Review by Frank Plowright
The events of Ragnarok Now significantly changed the status quo, and this volume opens with the Uncanny Avengers reduced to now married couple Havok and Wasp, who’ve spent several years on a planet populated exclusively by Earth’s mutants. For those mutants the situation is fine, and there’s a barrier in place preventing time reverting to its previous state. Elsewhere, time-travelling despot Kang has been seen gathering allies from various points of the future that have now been eliminated, and at a critical juncture it’s revealed why.
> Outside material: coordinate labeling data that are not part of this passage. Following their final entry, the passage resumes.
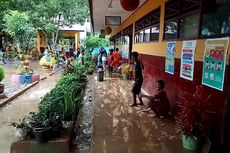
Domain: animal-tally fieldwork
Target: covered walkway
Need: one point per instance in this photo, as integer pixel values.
(119, 128)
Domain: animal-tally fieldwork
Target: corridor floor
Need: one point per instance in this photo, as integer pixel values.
(119, 128)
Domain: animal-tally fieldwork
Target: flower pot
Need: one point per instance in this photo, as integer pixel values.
(20, 134)
(1, 88)
(42, 134)
(126, 76)
(190, 142)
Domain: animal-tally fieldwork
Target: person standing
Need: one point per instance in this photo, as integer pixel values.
(116, 59)
(159, 103)
(110, 62)
(138, 80)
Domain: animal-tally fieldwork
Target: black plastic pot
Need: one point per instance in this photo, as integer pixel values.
(42, 134)
(1, 88)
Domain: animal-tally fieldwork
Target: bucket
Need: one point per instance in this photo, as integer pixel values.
(100, 75)
(190, 142)
(42, 134)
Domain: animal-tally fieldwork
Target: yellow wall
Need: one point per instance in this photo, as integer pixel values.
(147, 7)
(159, 48)
(42, 43)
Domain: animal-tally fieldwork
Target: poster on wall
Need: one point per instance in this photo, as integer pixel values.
(187, 59)
(214, 62)
(66, 48)
(59, 48)
(169, 58)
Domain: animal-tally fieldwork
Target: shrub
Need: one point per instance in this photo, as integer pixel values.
(195, 114)
(1, 73)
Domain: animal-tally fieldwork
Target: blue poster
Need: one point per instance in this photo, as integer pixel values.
(169, 58)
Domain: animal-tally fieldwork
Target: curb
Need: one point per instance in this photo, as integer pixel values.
(18, 94)
(52, 73)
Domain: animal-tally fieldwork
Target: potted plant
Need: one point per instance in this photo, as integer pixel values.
(1, 78)
(193, 118)
(126, 70)
(22, 129)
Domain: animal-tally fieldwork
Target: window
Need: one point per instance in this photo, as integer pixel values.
(141, 36)
(136, 38)
(189, 26)
(147, 28)
(216, 21)
(183, 14)
(171, 29)
(147, 35)
(154, 33)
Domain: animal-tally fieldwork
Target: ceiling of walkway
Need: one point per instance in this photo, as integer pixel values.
(101, 8)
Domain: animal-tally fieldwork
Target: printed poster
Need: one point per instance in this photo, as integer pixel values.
(169, 59)
(66, 48)
(214, 62)
(187, 59)
(59, 48)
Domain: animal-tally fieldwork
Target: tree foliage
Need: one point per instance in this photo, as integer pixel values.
(93, 41)
(48, 16)
(19, 26)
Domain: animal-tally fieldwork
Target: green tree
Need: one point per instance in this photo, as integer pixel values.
(52, 15)
(49, 16)
(93, 41)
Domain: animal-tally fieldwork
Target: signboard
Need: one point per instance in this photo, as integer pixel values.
(169, 59)
(214, 62)
(113, 20)
(59, 48)
(66, 48)
(187, 60)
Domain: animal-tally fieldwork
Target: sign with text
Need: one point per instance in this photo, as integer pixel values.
(169, 58)
(187, 60)
(214, 62)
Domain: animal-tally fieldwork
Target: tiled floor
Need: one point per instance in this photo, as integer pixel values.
(119, 128)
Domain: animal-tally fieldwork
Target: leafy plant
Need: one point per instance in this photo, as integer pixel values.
(1, 73)
(126, 69)
(194, 114)
(19, 26)
(21, 124)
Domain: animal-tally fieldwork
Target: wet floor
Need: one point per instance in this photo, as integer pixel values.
(22, 105)
(118, 128)
(11, 68)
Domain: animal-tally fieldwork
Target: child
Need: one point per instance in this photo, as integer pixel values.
(158, 103)
(138, 80)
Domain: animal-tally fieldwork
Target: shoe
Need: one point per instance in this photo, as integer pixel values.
(133, 105)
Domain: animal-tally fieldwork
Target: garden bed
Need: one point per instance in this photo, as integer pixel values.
(57, 145)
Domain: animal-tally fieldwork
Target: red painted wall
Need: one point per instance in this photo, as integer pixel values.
(154, 69)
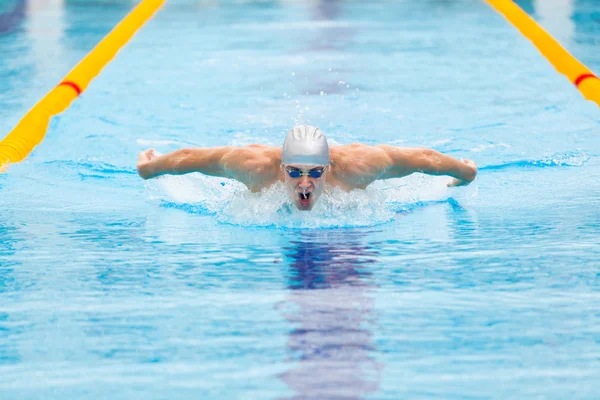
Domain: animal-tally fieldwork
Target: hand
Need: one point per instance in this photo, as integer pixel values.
(143, 159)
(472, 171)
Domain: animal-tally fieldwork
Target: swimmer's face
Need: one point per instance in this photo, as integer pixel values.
(304, 184)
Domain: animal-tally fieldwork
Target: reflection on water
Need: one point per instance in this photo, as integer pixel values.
(329, 306)
(11, 19)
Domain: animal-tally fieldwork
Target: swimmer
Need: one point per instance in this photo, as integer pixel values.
(307, 165)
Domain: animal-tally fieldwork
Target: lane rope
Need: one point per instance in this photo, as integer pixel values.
(30, 131)
(551, 49)
(73, 85)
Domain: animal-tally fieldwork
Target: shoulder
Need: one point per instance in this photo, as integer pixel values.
(254, 153)
(358, 154)
(357, 165)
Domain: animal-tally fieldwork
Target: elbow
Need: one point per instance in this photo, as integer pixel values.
(178, 160)
(430, 161)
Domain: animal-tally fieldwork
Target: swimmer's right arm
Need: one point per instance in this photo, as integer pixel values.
(179, 162)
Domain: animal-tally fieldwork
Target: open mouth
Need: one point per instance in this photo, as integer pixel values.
(304, 198)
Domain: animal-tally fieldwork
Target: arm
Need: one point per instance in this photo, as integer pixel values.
(405, 161)
(206, 161)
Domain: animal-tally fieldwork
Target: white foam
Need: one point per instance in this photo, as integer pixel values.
(234, 204)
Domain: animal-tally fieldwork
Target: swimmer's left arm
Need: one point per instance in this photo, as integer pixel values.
(397, 162)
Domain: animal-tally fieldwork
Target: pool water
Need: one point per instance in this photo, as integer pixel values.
(191, 287)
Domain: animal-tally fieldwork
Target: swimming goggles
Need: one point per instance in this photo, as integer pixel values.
(313, 173)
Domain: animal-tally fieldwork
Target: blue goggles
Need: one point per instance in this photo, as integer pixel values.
(295, 173)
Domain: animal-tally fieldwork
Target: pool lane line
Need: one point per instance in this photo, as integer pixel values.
(581, 76)
(30, 131)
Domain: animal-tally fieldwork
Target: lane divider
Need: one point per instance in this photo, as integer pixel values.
(30, 131)
(583, 77)
(580, 75)
(73, 85)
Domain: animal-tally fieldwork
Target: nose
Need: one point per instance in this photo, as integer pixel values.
(304, 183)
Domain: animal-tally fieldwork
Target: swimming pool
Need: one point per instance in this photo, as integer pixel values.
(188, 287)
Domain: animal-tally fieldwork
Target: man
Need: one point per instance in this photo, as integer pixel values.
(306, 164)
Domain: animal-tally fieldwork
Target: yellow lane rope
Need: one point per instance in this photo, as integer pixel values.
(580, 75)
(30, 131)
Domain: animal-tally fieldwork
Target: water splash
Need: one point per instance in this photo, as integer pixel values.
(233, 204)
(568, 159)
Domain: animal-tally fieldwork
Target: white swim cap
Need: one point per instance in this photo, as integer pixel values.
(305, 145)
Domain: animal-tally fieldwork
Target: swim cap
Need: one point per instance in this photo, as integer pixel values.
(305, 145)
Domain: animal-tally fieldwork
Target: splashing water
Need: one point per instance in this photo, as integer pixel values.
(234, 204)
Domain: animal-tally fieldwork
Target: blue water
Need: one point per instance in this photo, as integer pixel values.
(191, 287)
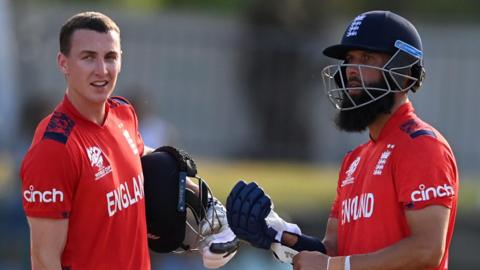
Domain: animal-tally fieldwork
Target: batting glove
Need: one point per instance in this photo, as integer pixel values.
(251, 217)
(220, 244)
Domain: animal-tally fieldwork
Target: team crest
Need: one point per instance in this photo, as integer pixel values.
(95, 156)
(349, 178)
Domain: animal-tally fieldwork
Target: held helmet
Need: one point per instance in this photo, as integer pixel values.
(174, 213)
(376, 31)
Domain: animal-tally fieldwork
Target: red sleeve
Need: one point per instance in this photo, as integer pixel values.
(426, 174)
(49, 178)
(138, 136)
(334, 210)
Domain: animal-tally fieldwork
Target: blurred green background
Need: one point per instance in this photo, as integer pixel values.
(237, 84)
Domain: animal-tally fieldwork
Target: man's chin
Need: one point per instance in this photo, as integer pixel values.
(358, 120)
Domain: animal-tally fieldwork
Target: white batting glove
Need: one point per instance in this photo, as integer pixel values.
(278, 224)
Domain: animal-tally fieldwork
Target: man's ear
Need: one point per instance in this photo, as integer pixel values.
(62, 63)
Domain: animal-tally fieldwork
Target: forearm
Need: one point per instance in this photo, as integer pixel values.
(408, 253)
(147, 150)
(45, 261)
Rick Remender drops a host of interesting ethical dilemmas at the heart of his story. Just why is it that a mixed squad of Avengers and X-Men couldn’t get along? Is it correct to attempt to reconfigure a society where everyone bar a few are happy, even if the cost has been the death of millions? Is one’s enemy’s enemy necessarily a friend? Suppose correcting time means the family will no longer exist? These are all issues Havok has to grapple with until Kang makes some choices for him. The joy of this is that the moral high ground is in constant fluctuation. When the Blob attacks Havok early on, it’s not the usual simple good mutant versus bad mutant equation, there are higher concerns in play, and Remender uses a narrative device in the form of a letter that’s a real heartbreaker in context.
Anyone who’s enjoyed the previous volumes ought to be blown away by Avenge the Earth. The ambition displayed there comes to fruition here with a succession of surprise twists and some spectacular art from Daniel Acuña. It’s also pleasing to note that the forced dialogue that’s been a problem earlier in Remender’s run is almost absent here, and certainly not intrusive.
Furthermore, the ending isn’t just a wave of the hand and everything’s as was. Some cast members are restored to what they were, but for others there appears to have been profound change.
Of course, everything wrapped up here still leaves the problem of the Red Skull on the loose with Professor X’s vast mental abilities at his beck and call, and his insidious agenda. The focus returns there in Axis Prelude. That, and all the other individual volumes can be located gathered as Uncanny Avengers Omnibus.